The BBN APS2 system contains one or more analog output modules and an trigger distribution module in an enclosure that supplies power to each module. Up to 9 analog modules may be installed in a single 19” 8U enclosure, providing 18 analog output channels. Installing a new module only requires plugging it into a free slot of a powered-off system, then optionally connecting a SATA cable from the new APS module to the trigger module. The SATA interface is required to send signals between the APS and TDM modules.

Each module in an APS2 system acts as an independent network endpoint. The modules communicate with a host computer via a UDP/TCP interface over 1GigE. The APS2 will not auto-negotiate down to 100Mb or 10Mb so you must connect via a gigabit switch and appropriate patch cable (cat 5e or cat 6). To ensure high-bandwidth throughput, it is important that the APS2 and the host computer are not separated by too many network hops. If possible, locate the host and APS2 on a common switch or router [1].
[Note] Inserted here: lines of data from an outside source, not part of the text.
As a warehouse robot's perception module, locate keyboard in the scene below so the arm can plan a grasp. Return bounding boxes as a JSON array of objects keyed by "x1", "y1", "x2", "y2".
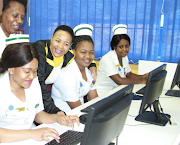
[
  {"x1": 46, "y1": 130, "x2": 83, "y2": 145},
  {"x1": 81, "y1": 106, "x2": 90, "y2": 113},
  {"x1": 165, "y1": 90, "x2": 180, "y2": 97},
  {"x1": 136, "y1": 86, "x2": 146, "y2": 95}
]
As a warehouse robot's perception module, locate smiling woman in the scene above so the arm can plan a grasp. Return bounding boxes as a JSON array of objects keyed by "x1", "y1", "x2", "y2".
[
  {"x1": 97, "y1": 24, "x2": 148, "y2": 95},
  {"x1": 0, "y1": 42, "x2": 79, "y2": 143},
  {"x1": 51, "y1": 24, "x2": 98, "y2": 112},
  {"x1": 34, "y1": 25, "x2": 97, "y2": 114},
  {"x1": 0, "y1": 0, "x2": 27, "y2": 57}
]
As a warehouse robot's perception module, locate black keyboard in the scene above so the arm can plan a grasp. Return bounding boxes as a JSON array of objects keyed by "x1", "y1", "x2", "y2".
[
  {"x1": 46, "y1": 130, "x2": 83, "y2": 145},
  {"x1": 165, "y1": 90, "x2": 180, "y2": 97},
  {"x1": 136, "y1": 86, "x2": 146, "y2": 95},
  {"x1": 81, "y1": 106, "x2": 90, "y2": 113}
]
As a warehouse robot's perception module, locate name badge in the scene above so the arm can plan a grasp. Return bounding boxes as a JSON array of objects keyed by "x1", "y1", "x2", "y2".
[
  {"x1": 2, "y1": 110, "x2": 19, "y2": 119},
  {"x1": 16, "y1": 107, "x2": 25, "y2": 112}
]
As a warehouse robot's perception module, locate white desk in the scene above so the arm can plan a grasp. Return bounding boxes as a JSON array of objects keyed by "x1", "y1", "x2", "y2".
[{"x1": 1, "y1": 84, "x2": 180, "y2": 145}]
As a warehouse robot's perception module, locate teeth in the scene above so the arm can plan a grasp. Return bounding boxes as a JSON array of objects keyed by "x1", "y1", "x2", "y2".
[
  {"x1": 84, "y1": 60, "x2": 90, "y2": 63},
  {"x1": 56, "y1": 49, "x2": 61, "y2": 53}
]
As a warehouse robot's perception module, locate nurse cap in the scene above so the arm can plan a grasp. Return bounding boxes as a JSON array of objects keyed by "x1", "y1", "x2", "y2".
[
  {"x1": 6, "y1": 34, "x2": 29, "y2": 45},
  {"x1": 73, "y1": 24, "x2": 93, "y2": 36},
  {"x1": 112, "y1": 24, "x2": 127, "y2": 35}
]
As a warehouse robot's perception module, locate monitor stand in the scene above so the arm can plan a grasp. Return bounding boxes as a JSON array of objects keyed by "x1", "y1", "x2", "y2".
[
  {"x1": 135, "y1": 100, "x2": 171, "y2": 126},
  {"x1": 165, "y1": 83, "x2": 180, "y2": 97}
]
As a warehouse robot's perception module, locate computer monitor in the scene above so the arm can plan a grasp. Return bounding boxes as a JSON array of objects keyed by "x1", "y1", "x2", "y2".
[
  {"x1": 135, "y1": 64, "x2": 170, "y2": 126},
  {"x1": 165, "y1": 59, "x2": 180, "y2": 97},
  {"x1": 81, "y1": 84, "x2": 134, "y2": 145}
]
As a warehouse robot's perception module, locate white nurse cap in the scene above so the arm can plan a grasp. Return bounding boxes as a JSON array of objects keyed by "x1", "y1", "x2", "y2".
[
  {"x1": 73, "y1": 24, "x2": 93, "y2": 36},
  {"x1": 6, "y1": 34, "x2": 29, "y2": 45},
  {"x1": 112, "y1": 24, "x2": 127, "y2": 35}
]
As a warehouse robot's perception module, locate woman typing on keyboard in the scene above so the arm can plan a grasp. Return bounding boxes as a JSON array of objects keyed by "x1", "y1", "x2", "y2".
[{"x1": 0, "y1": 43, "x2": 79, "y2": 143}]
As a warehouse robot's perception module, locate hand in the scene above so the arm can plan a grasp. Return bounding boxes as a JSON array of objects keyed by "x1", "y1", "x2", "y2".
[
  {"x1": 57, "y1": 115, "x2": 80, "y2": 129},
  {"x1": 57, "y1": 111, "x2": 65, "y2": 115},
  {"x1": 89, "y1": 66, "x2": 97, "y2": 80},
  {"x1": 31, "y1": 127, "x2": 60, "y2": 142}
]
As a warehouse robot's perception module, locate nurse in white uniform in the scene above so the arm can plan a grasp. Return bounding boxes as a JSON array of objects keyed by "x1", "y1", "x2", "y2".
[
  {"x1": 0, "y1": 43, "x2": 79, "y2": 143},
  {"x1": 51, "y1": 24, "x2": 97, "y2": 112},
  {"x1": 96, "y1": 24, "x2": 148, "y2": 96}
]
While the APS2 can run in a standalone clock configuration, to achieve synchronous output from multiple modules requires supplying a 10 MHz (+7 dBm) external reference (square wave or sine wave) to each module at the corresponding front panel input. Multiple devices are then synchronized with a phase-synchronous external trigger delivered to each module, or by using the TDM to generate a system trigger.

Software

The APS2 control interface is provided by a C-API shared library (libaps2) as as well as wrappers in common scientific programming languages (python, MATLAB, and Julia). Pre-built binaries for the shared library are available for several platforms, including Win64, linux, and macOS. A demonstration script and several example sequence files are available in the libaps2 source code repository. Therefore, we recommend that users download the latest version of the source from GitHub (http://github.com/BBN-Q/libaps2).

_images/github-download.png

Download a ZIP file with the latest libaps2 source code by clicking on the link shown above.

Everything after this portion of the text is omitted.